Partager la publication "[remarque sur l’article de T. Seiler sur Descartes]"
De Monsieur M. L. (Île-de-France)
Dans la première partie de l’article La doctrine de la création et l’astronomie (Le Cep n°95), il se trouve un passage qui me paraît assez injuste envers Descartes. Thomas Seiler écrit :
« [Descartes] introduisit ce changement de paradigme révolutionnaire qui déclare – sans nier l’existence de Dieu – que c’est la nature qui a créé le monde et non pas un acte surnaturel. Il expose la doctrine fondamentale d’une évolution théiste, à la fois cosmique et biologique : “Mais il est certain, et c’est une opinion communément reçue entre les théologiens, que l’action par laquelle il [Dieu] conserve [le monde] est toute la même que celle par laquelle il l’a créé.” (Discours de la Méthode, 5e partie). »

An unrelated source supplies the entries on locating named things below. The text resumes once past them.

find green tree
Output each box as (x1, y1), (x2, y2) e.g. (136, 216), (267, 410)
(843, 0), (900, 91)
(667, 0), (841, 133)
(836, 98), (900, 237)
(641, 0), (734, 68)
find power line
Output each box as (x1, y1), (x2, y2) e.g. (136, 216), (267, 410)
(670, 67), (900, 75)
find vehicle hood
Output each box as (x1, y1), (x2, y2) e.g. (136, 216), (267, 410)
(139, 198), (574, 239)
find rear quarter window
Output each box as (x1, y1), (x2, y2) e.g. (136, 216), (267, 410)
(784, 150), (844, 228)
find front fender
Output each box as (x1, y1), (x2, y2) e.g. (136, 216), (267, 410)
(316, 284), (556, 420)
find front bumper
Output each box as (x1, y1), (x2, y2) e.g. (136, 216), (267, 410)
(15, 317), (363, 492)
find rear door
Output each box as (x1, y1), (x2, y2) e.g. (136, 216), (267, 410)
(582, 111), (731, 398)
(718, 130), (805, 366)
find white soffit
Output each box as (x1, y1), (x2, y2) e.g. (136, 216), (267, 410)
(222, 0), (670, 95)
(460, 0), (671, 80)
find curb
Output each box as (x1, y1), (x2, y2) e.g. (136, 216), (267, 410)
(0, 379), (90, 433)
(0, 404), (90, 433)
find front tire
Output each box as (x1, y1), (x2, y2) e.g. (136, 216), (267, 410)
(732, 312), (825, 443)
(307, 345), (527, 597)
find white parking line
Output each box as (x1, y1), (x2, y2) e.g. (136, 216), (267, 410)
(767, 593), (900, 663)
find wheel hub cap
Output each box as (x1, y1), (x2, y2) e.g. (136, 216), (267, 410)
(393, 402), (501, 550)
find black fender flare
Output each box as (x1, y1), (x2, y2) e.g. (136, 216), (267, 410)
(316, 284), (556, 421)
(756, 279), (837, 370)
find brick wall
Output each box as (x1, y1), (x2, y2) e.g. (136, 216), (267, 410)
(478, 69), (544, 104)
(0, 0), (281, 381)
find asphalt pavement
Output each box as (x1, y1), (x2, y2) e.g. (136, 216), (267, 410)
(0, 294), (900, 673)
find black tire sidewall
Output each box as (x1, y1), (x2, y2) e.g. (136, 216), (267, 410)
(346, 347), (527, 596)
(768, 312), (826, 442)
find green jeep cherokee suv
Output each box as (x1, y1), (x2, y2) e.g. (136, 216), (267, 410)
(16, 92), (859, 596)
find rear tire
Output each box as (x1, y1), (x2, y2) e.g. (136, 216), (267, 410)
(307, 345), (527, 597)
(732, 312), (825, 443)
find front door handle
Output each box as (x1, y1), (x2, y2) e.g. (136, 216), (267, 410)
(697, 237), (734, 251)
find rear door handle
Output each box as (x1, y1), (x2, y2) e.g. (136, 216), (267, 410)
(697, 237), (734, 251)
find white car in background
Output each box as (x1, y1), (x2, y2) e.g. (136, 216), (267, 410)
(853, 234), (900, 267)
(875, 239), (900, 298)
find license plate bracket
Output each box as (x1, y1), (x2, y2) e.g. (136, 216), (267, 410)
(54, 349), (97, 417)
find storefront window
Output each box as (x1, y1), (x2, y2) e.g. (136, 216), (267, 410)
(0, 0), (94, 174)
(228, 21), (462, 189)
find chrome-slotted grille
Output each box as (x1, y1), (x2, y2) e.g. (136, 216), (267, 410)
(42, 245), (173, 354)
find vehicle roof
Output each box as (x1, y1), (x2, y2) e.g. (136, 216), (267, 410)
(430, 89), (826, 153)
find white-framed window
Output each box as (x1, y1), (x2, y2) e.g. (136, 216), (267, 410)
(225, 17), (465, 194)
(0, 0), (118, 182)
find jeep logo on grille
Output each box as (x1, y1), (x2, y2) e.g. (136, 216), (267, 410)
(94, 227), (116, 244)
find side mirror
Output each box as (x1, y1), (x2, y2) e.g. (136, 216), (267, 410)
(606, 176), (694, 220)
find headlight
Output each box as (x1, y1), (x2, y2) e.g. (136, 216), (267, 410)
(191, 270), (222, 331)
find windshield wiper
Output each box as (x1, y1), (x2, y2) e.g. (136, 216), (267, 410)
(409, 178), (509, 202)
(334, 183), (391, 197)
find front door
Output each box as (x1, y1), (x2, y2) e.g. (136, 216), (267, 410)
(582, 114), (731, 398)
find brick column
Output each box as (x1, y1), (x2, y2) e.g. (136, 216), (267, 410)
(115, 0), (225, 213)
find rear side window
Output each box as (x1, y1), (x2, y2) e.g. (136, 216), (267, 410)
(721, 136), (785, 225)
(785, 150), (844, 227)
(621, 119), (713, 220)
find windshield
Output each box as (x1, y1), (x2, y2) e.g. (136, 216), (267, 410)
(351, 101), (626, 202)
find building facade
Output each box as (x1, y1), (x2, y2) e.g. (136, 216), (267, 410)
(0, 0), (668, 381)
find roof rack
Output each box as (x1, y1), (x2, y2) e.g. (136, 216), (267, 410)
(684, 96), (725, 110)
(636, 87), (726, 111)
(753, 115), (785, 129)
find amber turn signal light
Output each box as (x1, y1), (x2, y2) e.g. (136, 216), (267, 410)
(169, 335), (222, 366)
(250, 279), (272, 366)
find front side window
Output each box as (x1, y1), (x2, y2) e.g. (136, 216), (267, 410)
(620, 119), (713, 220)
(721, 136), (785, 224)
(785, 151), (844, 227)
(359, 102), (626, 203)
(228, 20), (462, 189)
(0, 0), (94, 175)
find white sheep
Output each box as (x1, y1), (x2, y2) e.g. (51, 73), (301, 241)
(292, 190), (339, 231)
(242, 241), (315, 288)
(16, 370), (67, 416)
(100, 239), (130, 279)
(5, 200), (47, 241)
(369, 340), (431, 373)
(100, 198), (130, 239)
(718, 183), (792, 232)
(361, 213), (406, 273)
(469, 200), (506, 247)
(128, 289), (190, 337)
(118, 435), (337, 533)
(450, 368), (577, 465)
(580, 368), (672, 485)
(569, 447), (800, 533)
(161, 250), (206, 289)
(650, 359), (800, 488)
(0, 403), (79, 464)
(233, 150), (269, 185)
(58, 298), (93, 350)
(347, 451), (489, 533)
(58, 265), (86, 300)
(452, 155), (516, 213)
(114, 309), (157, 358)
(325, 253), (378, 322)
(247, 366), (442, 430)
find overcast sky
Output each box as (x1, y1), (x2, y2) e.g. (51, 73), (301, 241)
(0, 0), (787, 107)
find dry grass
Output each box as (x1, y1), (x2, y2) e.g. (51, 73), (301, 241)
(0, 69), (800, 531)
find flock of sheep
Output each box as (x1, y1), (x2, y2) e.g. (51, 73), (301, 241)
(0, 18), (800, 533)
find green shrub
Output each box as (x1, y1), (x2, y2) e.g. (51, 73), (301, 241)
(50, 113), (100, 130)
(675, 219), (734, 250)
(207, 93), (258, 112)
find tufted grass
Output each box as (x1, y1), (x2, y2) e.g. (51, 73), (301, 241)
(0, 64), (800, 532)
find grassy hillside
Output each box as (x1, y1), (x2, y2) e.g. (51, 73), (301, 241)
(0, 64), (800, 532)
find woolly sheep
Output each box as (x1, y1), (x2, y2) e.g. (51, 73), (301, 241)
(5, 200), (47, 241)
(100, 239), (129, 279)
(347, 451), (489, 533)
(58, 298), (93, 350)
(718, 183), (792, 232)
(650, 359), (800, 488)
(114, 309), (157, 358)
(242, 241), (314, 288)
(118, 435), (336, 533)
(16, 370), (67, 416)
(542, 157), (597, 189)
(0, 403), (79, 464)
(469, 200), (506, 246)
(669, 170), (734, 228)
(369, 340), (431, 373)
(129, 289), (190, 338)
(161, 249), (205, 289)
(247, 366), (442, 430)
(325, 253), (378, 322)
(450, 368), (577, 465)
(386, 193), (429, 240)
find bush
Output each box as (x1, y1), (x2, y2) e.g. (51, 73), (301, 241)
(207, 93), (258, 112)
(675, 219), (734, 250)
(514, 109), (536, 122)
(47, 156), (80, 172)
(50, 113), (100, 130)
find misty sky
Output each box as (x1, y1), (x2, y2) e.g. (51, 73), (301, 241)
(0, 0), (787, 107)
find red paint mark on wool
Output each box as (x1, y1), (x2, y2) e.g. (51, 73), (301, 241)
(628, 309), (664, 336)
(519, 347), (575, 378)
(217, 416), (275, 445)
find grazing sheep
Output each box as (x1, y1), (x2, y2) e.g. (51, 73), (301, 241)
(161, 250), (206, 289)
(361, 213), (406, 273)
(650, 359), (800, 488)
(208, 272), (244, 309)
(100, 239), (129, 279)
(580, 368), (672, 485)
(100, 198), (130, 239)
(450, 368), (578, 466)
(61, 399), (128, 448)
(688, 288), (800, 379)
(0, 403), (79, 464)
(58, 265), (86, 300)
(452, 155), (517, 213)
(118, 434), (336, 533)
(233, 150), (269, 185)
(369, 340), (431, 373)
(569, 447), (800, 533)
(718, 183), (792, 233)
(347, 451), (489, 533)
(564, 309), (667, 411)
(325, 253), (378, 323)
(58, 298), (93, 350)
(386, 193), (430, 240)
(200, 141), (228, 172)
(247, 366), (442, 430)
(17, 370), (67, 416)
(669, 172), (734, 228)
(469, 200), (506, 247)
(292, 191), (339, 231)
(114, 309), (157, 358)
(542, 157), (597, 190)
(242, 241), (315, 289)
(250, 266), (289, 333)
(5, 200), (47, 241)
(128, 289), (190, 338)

L’argument de Thomas Seiler me paraît doublement étonnant. D’une part, dans le passage cité de Descartes, et d’ailleurs nulle part dans son œuvre à ma connaissance, il n’est dit textuellement « que c’est la nature qui a créé le monde et non pas un acte surnaturel ». D’autre part, le passage cité n’est pas révolutionnaire.
En effet, pour Descartes, sans l’action de Dieu à chaque instant de la durée du monde, celui-ci retomberait dans le néant. Rien de contraire à saint Thomas, qui écrit : « C’est sans doute aucun qu’il faut concéder que les créatures sont conservées dans l’être par Dieu, et qu’en un instant elles retourneraient au néant, si elles étaient abandonnées par lui. » (Questions disputées II, q. 5). Nous lisons dans la Bible que la Sagesse est un « miroir sans tache de l’activité de Dieu […] Demeurant en elle-même, elle renouvelle tout » (Sg 7 26-27). Ce texte est au présent. De même il est dit au présent : « […] Soutenant tout par la puissance de sa Parole » (He 1, 3). Tout le contraire de l’évolutionnisme qui fait intervenir le hasard !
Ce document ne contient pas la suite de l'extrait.